L’immobilier marocain traverse une période de profonde métamorphose. Après avoir traversé une décennie marquée par des turbulences financières, des retards de livraison et des dettes colossales, les géants nationaux du secteur affichent aujourd’hui une santé retrouvée. Portée par des catalyseurs économiques majeurs, la filière renouvelle ses perspectives et transforme ses bilans autrefois fragilisés en trajectoires de croissance solides, relate le magazine Jeune Afrique dans une analyse dédiée.
Au cœur de cette dynamique, la perspective de la Coupe du monde 2030, coorganisée par le Maroc avec l’Espagne et le Portugal, agit comme un puissant moteur d’entraînement. Pour répondre aux besoins d’un afflux touristique massif et moderniser le visage des grandes métropoles, le Royaume déploie un vaste programme d’infrastructures. Les investissements prévus pour l’organisation de cet événement planétaire dépassent plusieurs milliards de dollars, injectant une liquidité stratégique dans l’urbanisme, le BTP et l’hôtellerie. La création annoncée de dizaines de milliers de nouvelles chambres hôtelières et le développement d’aménagements urbains d’envergure offrent ainsi aux promoteurs l’opportunité de positionner leurs réserves foncières au plus près des futurs pôles d’attraction.
Parallèlement à cette dynamique événementielle, les politiques publiques viennent soutenir la demande locale. Le programme d’aide directe au logement, instauré pour appuyer les ménages modestes et la classe moyenne, dynamise l’ensemble du marché résidentiel. Alors que le pays fait face à un besoin structurel en logements estimé à plus de deux millions d’unités, ce mécanisme financier permet de débloquer les décisions d’achat tout en garantissant des volumes de ventes réguliers aux acteurs du secteur, lit-on dans Jeune Afrique.
Cette conjoncture favorable profite pleinement aux poids lourds de la promotion immobilière, à commencer par le groupe Addoha. Étranglé par l’endettement dix ans plus tôt, le leader historique montre un visage assaini. Grâce à une gestion rigoureuse qui a permis de diviser par près de trois son ratio d’endettement net, l’entreprise enregistre une progression constante de son chiffre d’affaires tout en s’appuyant sur un carnet de commandes garni de plusieurs milliards de dirhams, tant au niveau national qu’en Afrique de l’Ouest.
La tendance est similaire chez Alliances Développement Immobilier. L’opérateur, qui a frôlé la faillite par le passé, retrouve une marge de manœuvre financière appréciable. Fort de préventes en nette hausse et d’une dette désormais maîtrisée, le groupe accélère son déploiement à travers de multiples programmes allant du lotissement d’envergure au haut standing, ciblant notamment les zones côtières et les destinations touristiques phares.

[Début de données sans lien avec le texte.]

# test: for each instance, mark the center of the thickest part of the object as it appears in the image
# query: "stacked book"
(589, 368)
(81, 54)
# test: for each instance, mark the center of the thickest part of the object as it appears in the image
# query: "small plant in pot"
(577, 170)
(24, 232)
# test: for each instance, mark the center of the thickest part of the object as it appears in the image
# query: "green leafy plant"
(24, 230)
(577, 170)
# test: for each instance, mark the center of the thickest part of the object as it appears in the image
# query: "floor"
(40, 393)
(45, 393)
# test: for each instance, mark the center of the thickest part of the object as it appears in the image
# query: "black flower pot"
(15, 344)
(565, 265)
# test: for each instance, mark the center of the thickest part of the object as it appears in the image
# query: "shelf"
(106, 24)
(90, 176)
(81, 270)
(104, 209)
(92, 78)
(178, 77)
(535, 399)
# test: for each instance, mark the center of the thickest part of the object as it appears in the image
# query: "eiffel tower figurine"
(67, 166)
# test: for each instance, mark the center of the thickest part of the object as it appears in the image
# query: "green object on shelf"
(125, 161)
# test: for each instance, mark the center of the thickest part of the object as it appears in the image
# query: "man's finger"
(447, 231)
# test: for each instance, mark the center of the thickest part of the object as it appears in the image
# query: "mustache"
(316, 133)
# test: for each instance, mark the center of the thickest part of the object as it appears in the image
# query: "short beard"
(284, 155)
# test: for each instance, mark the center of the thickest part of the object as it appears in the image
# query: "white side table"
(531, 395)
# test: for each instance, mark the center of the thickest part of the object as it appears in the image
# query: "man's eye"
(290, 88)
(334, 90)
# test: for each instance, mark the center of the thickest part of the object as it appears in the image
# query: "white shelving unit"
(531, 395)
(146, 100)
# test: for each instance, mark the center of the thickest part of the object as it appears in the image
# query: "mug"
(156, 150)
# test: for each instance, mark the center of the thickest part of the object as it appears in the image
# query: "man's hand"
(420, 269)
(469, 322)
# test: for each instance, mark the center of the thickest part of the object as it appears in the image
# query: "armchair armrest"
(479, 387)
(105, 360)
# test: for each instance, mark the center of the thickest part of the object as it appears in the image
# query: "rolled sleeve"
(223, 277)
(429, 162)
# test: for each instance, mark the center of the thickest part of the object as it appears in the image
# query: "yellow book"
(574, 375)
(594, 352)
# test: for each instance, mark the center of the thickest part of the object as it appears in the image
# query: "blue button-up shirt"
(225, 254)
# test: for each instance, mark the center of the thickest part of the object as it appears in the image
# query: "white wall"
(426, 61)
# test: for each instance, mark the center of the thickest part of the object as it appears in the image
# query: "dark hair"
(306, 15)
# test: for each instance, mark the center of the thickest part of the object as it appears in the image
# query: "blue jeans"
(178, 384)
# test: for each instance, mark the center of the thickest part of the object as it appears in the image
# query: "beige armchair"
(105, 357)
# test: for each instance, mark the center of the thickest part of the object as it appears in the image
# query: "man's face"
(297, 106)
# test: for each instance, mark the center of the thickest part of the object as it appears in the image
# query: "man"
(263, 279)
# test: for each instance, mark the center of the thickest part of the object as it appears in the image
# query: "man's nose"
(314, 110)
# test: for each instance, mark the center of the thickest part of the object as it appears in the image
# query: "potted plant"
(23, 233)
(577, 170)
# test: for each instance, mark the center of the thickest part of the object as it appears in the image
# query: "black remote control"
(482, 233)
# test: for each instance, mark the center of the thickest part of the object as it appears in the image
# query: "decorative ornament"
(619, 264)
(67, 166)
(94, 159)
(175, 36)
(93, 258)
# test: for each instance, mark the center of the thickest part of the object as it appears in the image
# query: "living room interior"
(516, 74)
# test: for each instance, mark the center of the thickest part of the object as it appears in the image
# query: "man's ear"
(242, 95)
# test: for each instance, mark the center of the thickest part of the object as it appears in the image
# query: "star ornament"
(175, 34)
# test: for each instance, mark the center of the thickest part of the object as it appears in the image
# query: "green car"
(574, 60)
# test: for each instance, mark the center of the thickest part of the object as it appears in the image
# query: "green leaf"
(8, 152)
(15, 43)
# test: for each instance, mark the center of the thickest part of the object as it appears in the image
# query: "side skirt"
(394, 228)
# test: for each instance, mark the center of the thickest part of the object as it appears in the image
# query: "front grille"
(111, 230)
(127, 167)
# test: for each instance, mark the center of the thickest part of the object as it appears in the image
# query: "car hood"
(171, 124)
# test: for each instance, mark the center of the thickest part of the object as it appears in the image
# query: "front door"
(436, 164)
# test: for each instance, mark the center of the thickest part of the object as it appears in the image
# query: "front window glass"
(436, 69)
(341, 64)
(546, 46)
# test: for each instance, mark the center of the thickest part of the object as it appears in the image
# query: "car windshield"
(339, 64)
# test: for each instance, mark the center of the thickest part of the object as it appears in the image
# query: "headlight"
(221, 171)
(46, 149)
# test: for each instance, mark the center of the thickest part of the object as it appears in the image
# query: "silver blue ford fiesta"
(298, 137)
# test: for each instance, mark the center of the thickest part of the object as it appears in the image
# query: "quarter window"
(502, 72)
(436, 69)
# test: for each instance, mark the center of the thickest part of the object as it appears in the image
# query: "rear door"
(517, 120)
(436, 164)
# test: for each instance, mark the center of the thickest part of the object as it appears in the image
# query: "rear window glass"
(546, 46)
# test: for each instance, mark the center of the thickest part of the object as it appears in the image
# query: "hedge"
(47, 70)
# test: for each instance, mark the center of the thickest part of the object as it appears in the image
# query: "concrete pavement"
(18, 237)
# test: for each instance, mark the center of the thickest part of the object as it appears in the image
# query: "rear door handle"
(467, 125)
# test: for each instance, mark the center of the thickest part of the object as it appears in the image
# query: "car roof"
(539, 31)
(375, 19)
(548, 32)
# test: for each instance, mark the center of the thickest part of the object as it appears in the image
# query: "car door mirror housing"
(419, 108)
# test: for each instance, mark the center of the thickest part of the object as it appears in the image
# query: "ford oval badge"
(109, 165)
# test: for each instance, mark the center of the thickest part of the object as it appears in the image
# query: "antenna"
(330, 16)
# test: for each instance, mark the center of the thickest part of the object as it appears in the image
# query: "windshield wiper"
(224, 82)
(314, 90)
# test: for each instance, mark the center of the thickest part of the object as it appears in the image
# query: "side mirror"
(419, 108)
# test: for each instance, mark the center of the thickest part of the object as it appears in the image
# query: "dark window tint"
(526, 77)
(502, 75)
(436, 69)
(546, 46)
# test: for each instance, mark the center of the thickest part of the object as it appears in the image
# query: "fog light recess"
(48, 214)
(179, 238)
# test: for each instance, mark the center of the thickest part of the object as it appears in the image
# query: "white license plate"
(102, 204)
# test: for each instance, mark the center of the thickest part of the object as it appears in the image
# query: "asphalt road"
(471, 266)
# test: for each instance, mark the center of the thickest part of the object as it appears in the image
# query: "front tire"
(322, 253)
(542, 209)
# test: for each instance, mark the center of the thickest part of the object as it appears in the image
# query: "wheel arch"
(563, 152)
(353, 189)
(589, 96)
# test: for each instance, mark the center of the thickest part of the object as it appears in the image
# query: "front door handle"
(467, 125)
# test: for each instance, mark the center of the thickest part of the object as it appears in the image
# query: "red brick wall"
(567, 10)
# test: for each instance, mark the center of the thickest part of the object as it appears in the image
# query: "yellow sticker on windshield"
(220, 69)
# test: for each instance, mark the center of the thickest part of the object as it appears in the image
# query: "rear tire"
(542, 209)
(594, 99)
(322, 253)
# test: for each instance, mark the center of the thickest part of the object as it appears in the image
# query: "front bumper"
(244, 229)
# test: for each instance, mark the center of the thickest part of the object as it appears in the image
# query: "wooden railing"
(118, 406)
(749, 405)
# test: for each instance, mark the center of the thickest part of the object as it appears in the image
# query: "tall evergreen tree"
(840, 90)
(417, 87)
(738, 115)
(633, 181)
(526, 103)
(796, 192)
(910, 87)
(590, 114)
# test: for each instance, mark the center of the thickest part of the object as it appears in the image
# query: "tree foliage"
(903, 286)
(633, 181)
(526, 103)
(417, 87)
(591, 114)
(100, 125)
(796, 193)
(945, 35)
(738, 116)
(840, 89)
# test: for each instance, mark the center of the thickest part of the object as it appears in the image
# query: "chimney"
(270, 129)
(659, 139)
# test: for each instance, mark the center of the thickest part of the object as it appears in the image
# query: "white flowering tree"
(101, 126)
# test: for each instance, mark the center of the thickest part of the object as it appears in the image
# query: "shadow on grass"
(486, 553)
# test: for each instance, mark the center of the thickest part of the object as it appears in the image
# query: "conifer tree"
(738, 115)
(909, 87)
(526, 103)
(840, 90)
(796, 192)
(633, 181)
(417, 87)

Même reprise de couleurs du côté de Résidences Dar Saada, la filiale dédiée au logement social et intermédiaire. Après des exercices déficitaires, la société est repassée dans le vert et s’engage dans une nouvelle phase de développement marquée par une accélération de ses projets et un repositionnement stratégique plus affirmé.
Entre grands chantiers mondiaux, dispositifs étatiques de soutien à l’accession à la propriété et restructurations financières réussies, le secteur immobilier marocain semble ainsi avoir tourné la page des années sombres pour ouvrir un chapitre d’expansion durable.